Bergstein never paid the money, which became an issue in the couple’s divorce case.
Kasser said her divorce impacted her work as a senator in promoting the passage of Jennifer’s law.
“My motives have been questioned and my personal situation is brought up again and again,” said Kasser.
“When I passed Jennifer’s law, someone in the legislature accused me … [writing the law to make] It is effective immediately to help my own case, “she noted.
Kasser choked when asked what she would miss as a senator.
“I’ll miss everything about it,” she said. “I will miss my colleagues. I will miss the incredible camaraderie and conversations we had …[about] how we can bring our personal experience and expertise to an endless number of topics we wanted to address. “
“It really is a life-changing experience and I loved every minute of it,” said Kasser, adding that her work as a senator was “the greatest professional pleasure I have ever had.”
Kasser, a University of Chicago Law School graduate who previously worked as an attorney for whiteshoe firm Skadden Arps, said she had no idea what she would do after she left the Senate.
“I have to focus all of my time and attention on this divorce,” she said. “I can’t make personal or professional plans until I’m free.”
“My immediate plan is to resolve this divorce as soon as possible.”
But her resignation statement broadly relates to her future intentions.

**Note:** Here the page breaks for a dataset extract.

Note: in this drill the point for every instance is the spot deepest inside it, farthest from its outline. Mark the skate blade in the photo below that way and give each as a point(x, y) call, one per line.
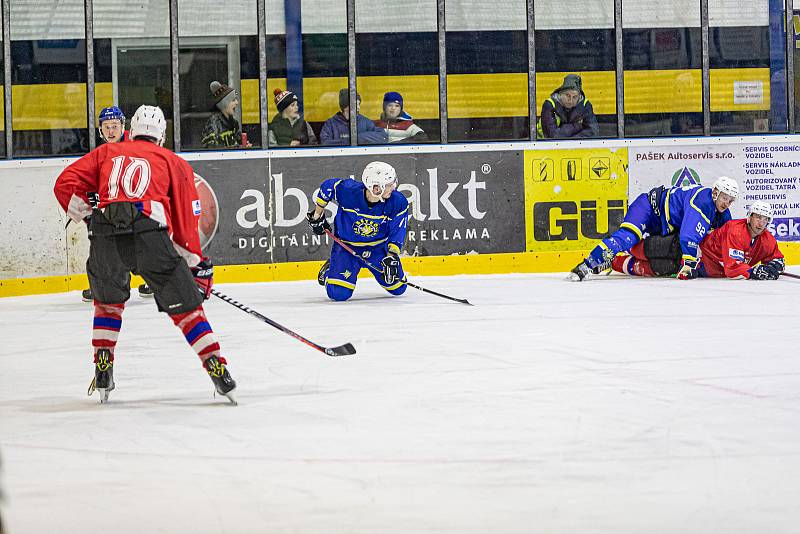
point(231, 398)
point(229, 395)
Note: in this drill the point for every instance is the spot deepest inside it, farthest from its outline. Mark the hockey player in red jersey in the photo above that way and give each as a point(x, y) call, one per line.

“I will continue to fight against bullying and bigotry in all its forms in the future,” wrote Kasser. “Now that I’ve found my voice, I’ll never stop using it.”
Kasser’s compatriot in the state of Connecticut, Senator Julie Kushner, D-Bethel, told CNBC that she was sorry to see Kasser leave.
“I liked Alex a lot,” said Kushner, the pro tempore deputy senate president who called Kasser “a hard worker.”
“She really added a different perspective and endorsed a lot of progressive laws. She was a vocal advocate of the minimum wage increase and its impact on working women.”
“Connecticut is going to miss you, I think,” said Kushner. “But I am sure she had good reasons for this step.”